Bu şekilde kesin sürenin kaçırılması, o delile veya hakka dayanamamak gibi ağır sonuçları birlikte getirmekte, bazen davanın kaybedilmesine dahi neden olmaktadır. Bu itibarla geciken adaletin de bir adaletsizlik olduğu düşüncesinden hareketle, davaların yok yere uzamasını veya uzatılmak istenmesini engellemek üzere düzenlenen kesin süre kuralı kanunun amacına uygun olarak kullanılmalı, davanın reddi için bir araç sayılmamalıdır. Öncelikle, kesin süreye ilişkin ara kararı her türlü yanlış anlaşılmayı önleyecek biçimde açık ve eksiksiz yazılmalı, yapılacak işler teker teker belirtilmelidir. Öte yandan, kesin süre tarafların yanında hâkimi de bağlayacağından uyulmaması halinde gereği hâkim tarafından hemen yerine getirilmelidir (Yargıtay Hukuk Genel Kurulunun 08.04.2021 tarihli ve 2017/(21)10-1185 E., 2021/451 K. sayılı kararı).
Somut olayda; Mahkemece, bozmadan sonra 25.02.2022 tarihli 4. celsede "4-6100 Sayılı HMK’nın 120/2 ve Hukuk Muhakemeleri Gider Avansı Tarifesi’nin 4. ve 6. maddeleri gereğince ...’a ihbarı noktasında 26,00TL gider avansından UYAP’ta yapılan kontrolde mevcut avansın 20,20TL olduğu da gözetilerek 5,80 TL (26,00 TL – 20,20 TL) gider avansının yatırılması için davacıya 1 haftalık kesin süre verilmesine, verilen süre içerisinde gerekli gider avansının Mahkeme Veznesine yatırılmadığı takdirde davanın HMK 115/2. maddesi gereğince usulden reddedileceğinin ihtarına (Tüm Sonuçları Hatırlatılmak Üzere Özenle İhtarat Yapıldı)" şeklinde ara karar kurulduğu ve gider avansının verilen kesin sürede yatırılmadığı gerekçesiyle davanın dava şartı yokluğu nedeniyle usulden reddine karar verildiği anlaşılmaktadır.

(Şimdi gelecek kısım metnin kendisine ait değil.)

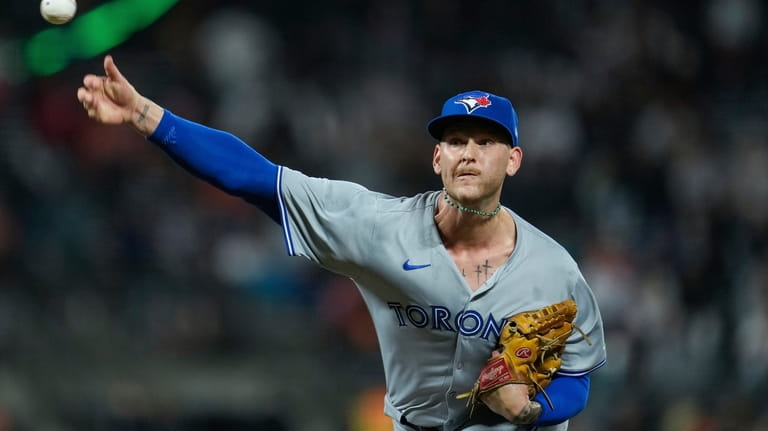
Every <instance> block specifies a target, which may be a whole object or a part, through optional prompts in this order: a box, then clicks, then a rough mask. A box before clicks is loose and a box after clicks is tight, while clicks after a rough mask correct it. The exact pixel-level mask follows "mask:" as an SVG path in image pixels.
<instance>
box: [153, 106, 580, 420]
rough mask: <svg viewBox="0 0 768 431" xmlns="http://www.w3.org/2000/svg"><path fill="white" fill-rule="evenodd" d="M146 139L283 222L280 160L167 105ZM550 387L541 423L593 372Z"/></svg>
mask: <svg viewBox="0 0 768 431" xmlns="http://www.w3.org/2000/svg"><path fill="white" fill-rule="evenodd" d="M147 139H149V140H150V141H151V142H153V143H155V144H157V146H159V147H160V148H161V149H162V150H163V151H164V152H165V153H166V154H168V156H169V157H170V158H171V159H173V160H174V161H175V162H176V163H178V164H179V165H181V166H182V167H183V168H184V169H186V170H187V171H189V172H190V173H192V174H193V175H195V176H196V177H198V178H201V179H203V180H205V181H207V182H209V183H210V184H212V185H214V186H216V187H218V188H219V189H221V190H223V191H225V192H227V193H229V194H231V195H234V196H239V197H241V198H243V199H245V200H246V201H248V202H250V203H252V204H254V205H256V206H257V207H259V208H260V209H261V210H262V211H264V213H266V214H267V215H268V216H269V217H270V218H272V220H274V221H275V222H277V223H278V224H279V223H280V215H279V207H278V203H277V202H278V200H277V172H278V169H277V165H275V164H274V163H272V162H270V161H269V160H267V159H266V158H265V157H264V156H262V155H261V154H259V153H258V152H257V151H256V150H254V149H253V148H251V147H250V146H248V145H247V144H246V143H245V142H243V141H242V140H240V139H239V138H237V137H236V136H234V135H232V134H230V133H227V132H223V131H221V130H217V129H212V128H210V127H206V126H203V125H201V124H197V123H194V122H192V121H189V120H185V119H183V118H181V117H178V116H176V115H174V114H173V113H171V112H170V111H168V110H165V113H164V114H163V117H162V119H161V120H160V124H159V125H158V126H157V129H155V132H154V133H152V135H150V136H149V137H148V138H147ZM546 391H547V395H548V396H549V398H550V400H551V401H552V404H553V405H554V406H555V408H554V409H552V408H550V407H549V403H548V402H547V400H546V398H545V397H544V395H543V394H538V395H537V396H536V397H535V398H534V399H535V400H536V401H538V402H539V403H541V406H542V414H541V416H540V417H539V419H538V420H537V421H536V422H535V424H536V425H540V426H546V425H554V424H558V423H560V422H563V421H565V420H567V419H569V418H571V417H573V416H575V415H576V414H577V413H579V412H580V411H582V410H583V409H584V407H586V405H587V398H588V396H589V375H583V376H579V377H571V376H557V377H555V378H554V379H552V382H551V383H550V384H549V386H548V387H547V388H546Z"/></svg>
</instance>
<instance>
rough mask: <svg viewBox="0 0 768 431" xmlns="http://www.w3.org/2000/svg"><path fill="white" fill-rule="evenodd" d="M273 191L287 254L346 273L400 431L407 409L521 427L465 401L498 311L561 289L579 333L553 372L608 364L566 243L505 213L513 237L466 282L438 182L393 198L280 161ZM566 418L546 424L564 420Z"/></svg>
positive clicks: (508, 209) (549, 294)
mask: <svg viewBox="0 0 768 431" xmlns="http://www.w3.org/2000/svg"><path fill="white" fill-rule="evenodd" d="M278 177H279V178H278V189H279V193H278V200H279V207H280V212H281V221H282V226H283V234H284V237H285V241H286V247H287V249H288V253H289V254H290V255H302V256H306V257H307V258H309V259H310V260H312V261H314V262H317V263H318V264H320V265H322V266H323V267H325V268H327V269H328V270H330V271H333V272H335V273H338V274H342V275H345V276H348V277H350V278H351V279H352V280H353V281H354V282H355V284H356V285H357V287H358V288H359V290H360V292H361V294H362V296H363V299H364V300H365V303H366V305H367V307H368V309H369V311H370V314H371V317H372V319H373V322H374V326H375V328H376V333H377V336H378V341H379V345H380V349H381V355H382V360H383V364H384V372H385V376H386V387H387V395H386V398H385V400H384V404H385V405H384V409H385V413H386V414H387V415H388V416H390V417H392V418H393V419H394V423H395V429H396V430H404V431H405V430H409V428H404V427H402V425H399V420H400V418H401V417H402V416H403V415H405V416H406V417H407V419H408V421H409V422H411V423H415V424H418V425H421V426H444V429H445V430H457V429H463V430H472V431H480V430H493V431H501V430H505V431H506V430H521V429H527V428H525V427H523V426H515V425H512V424H510V423H508V422H506V421H504V420H503V419H502V418H501V417H499V416H496V415H493V414H484V413H481V414H475V415H473V417H472V418H471V419H469V421H467V416H468V410H467V406H466V400H465V399H456V394H457V393H463V392H467V391H469V390H470V389H471V388H472V386H473V385H474V382H475V380H476V379H477V377H478V375H479V373H480V370H481V368H482V367H483V366H484V364H485V362H486V360H487V359H488V358H489V357H490V355H491V351H492V350H493V348H494V347H495V344H496V342H497V340H498V336H499V333H500V331H501V328H502V326H503V324H504V319H505V317H507V316H510V315H512V314H515V313H518V312H521V311H526V310H532V309H537V308H540V307H543V306H546V305H549V304H552V303H555V302H560V301H563V300H565V299H568V298H572V299H574V300H575V301H576V304H577V306H578V313H577V316H576V321H575V323H576V324H577V325H578V326H579V328H581V329H582V330H583V331H584V332H585V333H586V334H587V335H588V336H589V338H590V340H591V343H592V344H591V345H590V344H588V343H586V342H585V341H584V340H583V337H582V335H581V334H580V333H578V331H574V333H573V335H572V336H571V337H570V338H569V340H568V343H567V345H566V348H565V353H564V354H563V356H562V359H563V361H562V367H561V369H560V374H562V375H570V376H579V375H583V374H587V373H589V372H591V371H593V370H595V369H596V368H598V367H600V366H601V365H602V364H603V363H604V362H605V349H604V338H603V326H602V320H601V317H600V312H599V310H598V307H597V303H596V301H595V298H594V296H593V294H592V292H591V290H590V288H589V287H588V285H587V283H586V282H585V281H584V278H583V277H582V275H581V273H580V271H579V269H578V267H577V265H576V263H575V262H574V260H573V259H572V258H571V256H570V255H569V254H568V253H567V252H566V251H565V249H564V248H563V247H561V246H560V245H558V244H557V243H556V242H555V241H554V240H552V239H551V238H550V237H548V236H547V235H545V234H543V233H542V232H541V231H539V230H538V229H536V228H535V227H533V226H532V225H531V224H529V223H528V222H526V221H525V220H523V219H522V218H521V217H520V216H519V215H517V214H515V213H514V212H512V211H510V210H509V209H507V208H505V210H506V211H510V213H511V214H512V216H513V217H514V219H515V222H516V224H517V229H518V233H517V245H516V247H515V249H514V251H513V253H512V255H511V256H510V257H509V259H508V260H507V261H506V263H505V264H504V265H503V266H502V267H500V268H498V269H497V270H496V272H495V273H494V274H493V275H492V276H491V278H489V279H488V280H487V281H486V282H485V284H483V285H482V286H481V287H480V288H479V289H477V290H476V291H472V289H470V287H469V285H468V284H467V283H466V281H465V280H464V277H463V276H462V274H461V273H460V272H459V270H458V268H457V266H456V265H455V263H454V261H453V259H452V258H451V256H450V255H449V254H448V252H447V250H446V249H445V247H444V246H443V244H442V242H441V239H440V235H439V233H438V231H437V227H436V226H435V223H434V214H435V210H436V208H437V207H436V205H437V202H438V197H439V196H440V192H439V191H432V192H426V193H422V194H418V195H416V196H413V197H392V196H389V195H385V194H381V193H376V192H372V191H369V190H367V189H366V188H364V187H362V186H360V185H358V184H354V183H350V182H345V181H333V180H328V179H321V178H312V177H308V176H306V175H304V174H302V173H300V172H297V171H295V170H291V169H288V168H285V167H280V168H279V174H278ZM566 428H567V423H565V424H561V425H559V426H557V427H551V428H547V429H558V430H562V429H566Z"/></svg>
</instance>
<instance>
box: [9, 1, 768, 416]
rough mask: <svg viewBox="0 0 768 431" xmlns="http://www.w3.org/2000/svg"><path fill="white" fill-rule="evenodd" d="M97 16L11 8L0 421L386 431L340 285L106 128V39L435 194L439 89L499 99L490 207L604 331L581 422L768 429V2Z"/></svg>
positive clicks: (136, 11) (369, 9) (160, 6)
mask: <svg viewBox="0 0 768 431" xmlns="http://www.w3.org/2000/svg"><path fill="white" fill-rule="evenodd" d="M117 2H118V0H115V2H113V3H112V4H116V3H117ZM108 3H109V2H106V1H96V0H81V1H80V2H79V6H80V10H79V16H78V20H80V21H77V20H76V21H75V22H73V23H71V24H69V25H68V26H64V27H62V28H57V29H56V30H55V31H54V32H53V33H52V32H51V30H50V29H51V26H50V25H48V24H47V23H45V22H44V21H43V20H42V19H41V18H40V16H39V14H38V4H37V2H36V1H32V0H27V1H18V0H13V1H11V2H6V4H5V5H4V11H3V14H2V16H0V431H11V430H13V431H18V430H35V431H37V430H46V431H47V430H51V431H59V430H60V431H68V430H85V429H94V430H184V431H186V430H203V429H205V430H212V429H217V430H245V429H249V430H271V431H281V430H298V431H337V430H349V431H362V430H366V431H371V430H374V431H376V430H387V429H391V425H389V424H388V422H386V421H382V420H381V396H382V392H381V391H382V387H381V385H382V376H383V373H382V370H381V364H380V361H379V352H378V346H377V343H376V341H375V338H374V334H373V332H372V329H371V325H370V320H369V318H368V316H367V313H366V311H365V310H364V308H363V305H362V303H361V301H360V299H359V296H358V294H357V293H356V291H355V289H354V286H352V285H351V283H350V282H349V281H347V280H345V279H340V278H338V277H336V276H334V275H332V274H329V273H326V272H323V271H322V270H319V269H318V268H316V267H314V266H312V265H311V264H310V263H309V262H308V261H306V260H304V259H289V258H288V257H286V256H285V252H284V246H283V243H282V239H281V237H280V233H279V229H277V228H276V227H275V226H274V225H273V223H272V222H271V221H270V220H269V219H267V217H266V216H264V215H262V214H260V213H259V212H258V211H256V210H255V209H254V208H252V207H250V206H248V205H247V204H245V203H243V202H241V201H239V200H237V199H235V198H231V197H229V196H226V195H224V194H222V193H220V192H218V191H216V190H214V189H212V188H211V187H210V186H207V185H206V184H204V183H202V182H200V181H199V180H196V179H194V178H192V177H191V176H189V175H188V174H186V173H185V172H183V171H182V170H181V169H180V168H178V167H177V166H175V165H174V164H173V163H172V162H170V160H169V159H168V158H166V157H165V156H163V155H162V154H161V153H160V152H159V151H157V150H156V149H155V148H153V147H152V145H151V144H148V143H146V142H144V141H143V140H142V139H141V138H140V137H138V136H137V135H136V134H134V133H133V132H132V131H130V130H126V129H123V128H108V127H103V126H99V125H96V124H94V123H92V122H90V121H89V120H88V119H87V117H86V115H85V114H84V113H83V112H82V110H81V108H80V106H79V105H78V103H77V100H76V98H75V92H76V89H77V87H79V85H80V80H81V77H82V76H83V75H84V74H85V73H90V72H93V73H100V72H101V61H102V54H103V53H104V52H108V53H111V54H113V55H114V56H115V59H116V61H117V64H118V66H120V67H121V69H122V71H123V72H124V73H125V74H126V75H127V76H128V78H129V79H130V80H131V81H132V82H133V83H134V84H135V85H136V86H137V88H138V89H139V90H140V91H141V92H142V93H144V94H145V95H147V96H149V97H151V98H153V99H154V100H156V101H157V102H159V103H160V104H162V105H164V106H166V107H168V108H170V109H171V110H173V111H174V112H176V113H178V114H181V115H183V116H186V117H188V118H190V119H193V120H196V121H199V122H202V123H205V124H208V125H212V126H214V127H217V128H222V129H226V130H228V131H230V132H233V133H234V134H236V135H238V136H240V137H241V138H243V139H244V140H246V141H247V142H248V143H249V144H250V145H252V146H253V147H254V148H256V149H257V150H259V151H260V152H262V153H263V154H265V155H267V156H268V157H270V158H271V159H272V160H273V161H275V162H277V163H280V164H284V165H287V166H291V167H294V168H298V169H301V170H303V171H304V172H306V173H308V174H311V175H315V176H325V177H332V178H338V179H348V180H353V181H356V182H359V183H361V184H363V185H366V186H368V187H369V188H372V189H378V190H381V191H384V192H388V193H391V194H395V195H407V194H412V193H416V192H418V191H421V190H423V189H434V188H436V187H438V179H437V178H436V177H434V176H433V175H432V174H431V168H430V157H431V152H432V145H433V142H432V141H431V139H430V138H429V136H428V135H427V133H426V131H425V128H424V127H425V123H426V121H427V120H429V119H430V118H431V117H432V116H433V115H434V114H435V113H436V112H437V110H438V109H439V107H440V104H441V103H442V101H443V100H444V99H445V98H447V97H448V96H450V95H453V94H455V93H457V92H459V91H464V90H471V89H488V90H491V91H493V92H496V93H499V94H504V95H507V96H508V97H509V98H510V99H511V100H512V101H513V103H514V104H515V106H516V107H517V109H518V112H519V115H520V136H521V138H520V140H521V145H522V148H523V149H524V151H525V158H524V163H523V168H522V171H521V172H520V173H519V175H517V176H516V177H514V178H512V179H510V180H509V181H508V183H507V187H506V189H505V193H504V202H505V203H506V204H507V205H508V206H510V207H512V208H513V209H515V210H516V211H517V212H518V213H520V214H521V215H522V216H524V217H526V218H527V219H529V220H531V221H532V222H533V223H534V224H536V225H538V226H539V227H541V228H542V229H543V230H544V231H546V232H548V233H550V234H551V235H552V236H554V237H555V238H557V239H558V240H559V241H560V242H561V243H563V245H565V246H566V247H567V248H568V249H569V250H570V251H571V253H572V254H573V255H574V256H575V257H576V259H577V260H578V261H579V262H580V265H581V267H582V269H583V271H584V273H585V275H586V277H587V279H588V280H589V282H590V283H591V285H592V287H593V289H594V290H595V292H596V294H597V296H598V299H599V301H600V304H601V307H602V312H603V318H604V320H605V324H606V332H607V340H608V354H609V360H608V364H607V365H606V366H605V367H604V368H602V369H601V370H599V371H598V372H597V373H596V374H594V376H593V390H592V395H591V400H590V404H589V406H588V408H587V410H585V411H584V412H583V413H582V414H581V415H580V416H578V417H577V418H576V419H575V420H573V421H572V426H571V429H572V430H574V431H583V430H622V431H626V430H664V431H672V430H684V431H693V430H705V431H716V430H718V431H719V430H749V431H752V430H754V431H756V430H766V429H768V414H766V410H765V408H764V406H765V403H766V401H768V396H767V394H768V391H767V390H766V388H767V387H768V361H766V357H768V121H767V120H768V102H766V101H768V80H767V79H766V77H768V67H767V66H766V59H767V58H768V33H767V32H766V28H768V25H767V24H768V15H767V14H768V5H766V3H765V2H764V1H761V0H705V1H697V2H694V1H680V2H666V1H650V0H639V1H628V2H614V1H586V2H532V1H531V2H512V1H508V0H507V1H482V2H469V1H455V0H423V1H407V0H388V1H381V2H360V1H352V0H337V1H332V2H319V1H317V2H304V1H299V2H293V3H283V2H256V1H253V2H247V1H235V0H229V1H216V2H214V1H201V0H187V1H181V2H178V3H176V4H174V3H175V2H173V1H170V2H169V1H163V2H160V1H157V2H147V1H141V0H120V3H119V4H120V7H121V8H123V9H119V10H117V12H115V10H113V15H112V16H113V17H114V16H118V17H119V18H118V19H114V18H112V19H108V20H107V19H102V20H101V21H99V20H95V19H93V18H91V21H90V22H89V24H88V25H87V26H86V25H84V24H82V23H83V20H84V17H85V16H88V15H87V13H88V12H89V11H92V10H96V9H98V8H99V7H103V6H105V5H107V4H108ZM152 5H154V6H152ZM152 14H155V15H152ZM90 16H91V17H93V16H92V15H90ZM107 16H109V15H107ZM81 24H82V25H81ZM78 25H79V26H80V27H78ZM86 27H87V28H86ZM40 32H43V33H40ZM40 34H43V36H40ZM40 37H42V38H43V39H39V38H40ZM36 38H37V39H36ZM41 40H42V42H40V41H41ZM33 41H37V42H35V43H37V45H34V46H31V45H30V44H31V43H32V42H33ZM41 47H42V48H41Z"/></svg>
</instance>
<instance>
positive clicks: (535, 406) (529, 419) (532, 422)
mask: <svg viewBox="0 0 768 431" xmlns="http://www.w3.org/2000/svg"><path fill="white" fill-rule="evenodd" d="M539 416H541V404H539V402H538V401H530V402H528V404H527V405H526V406H525V407H523V410H521V411H520V413H519V414H518V415H517V416H515V419H514V420H513V421H512V422H513V423H515V424H530V423H533V422H534V421H535V420H536V419H538V418H539Z"/></svg>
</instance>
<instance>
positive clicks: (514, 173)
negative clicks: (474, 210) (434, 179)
mask: <svg viewBox="0 0 768 431" xmlns="http://www.w3.org/2000/svg"><path fill="white" fill-rule="evenodd" d="M522 156H523V153H522V151H521V150H520V148H518V147H512V146H511V145H510V144H509V138H508V137H507V136H506V134H505V133H504V132H503V131H502V130H500V129H499V128H498V127H494V126H492V125H489V124H487V123H484V122H477V121H463V122H459V123H457V124H455V125H452V126H451V127H449V128H447V129H446V130H445V132H444V133H443V139H442V140H441V142H440V143H439V144H438V145H437V146H436V147H435V152H434V155H433V160H432V165H433V167H434V170H435V173H436V174H438V175H440V177H441V178H442V180H443V186H444V187H445V188H446V190H448V193H450V195H451V196H453V197H455V198H456V199H457V200H459V201H460V202H461V203H463V204H464V205H473V204H474V205H480V206H484V205H485V204H486V201H487V203H490V204H492V205H496V203H498V200H499V196H500V195H501V187H502V184H503V183H504V179H505V178H506V177H507V175H514V174H515V173H516V172H517V170H518V169H519V168H520V162H521V161H522Z"/></svg>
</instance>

6100 sayılı HMK'nın 120/2. maddesinde avansın yeterli olmadığının dava sırasında anlaşılması halinde bu eksikliğin tamamlanması için davacıya iki haftalık kesin süre verileceği hükmü düzenlenmiş olup bu emredici hükme aykırı olacak şekilde Mahkemece eksik gider avansının yatırılması için davacıya bir haftalık kesin süre verilmesi hukuki sonuç doğurmayacağından usulüne uygun olmayan kesin süreye sonuç bağlamak suretiyle davanın usulden reddine karar verilmesi doğru değildir.
V.KARAR
Açıklanan sebeplerle;
Davacılar vekilinin temyiz itirazlarının kabulü ile hükmün BOZULMASINA,
Dosyanın Mahkemesine gönderilmesine,
Kararın tebliğinden itibaren 15 gün içinde karar düzeltme yolu açık olmak üzere,
03.02.2025 tarihinde oy birliği ile karar verildi.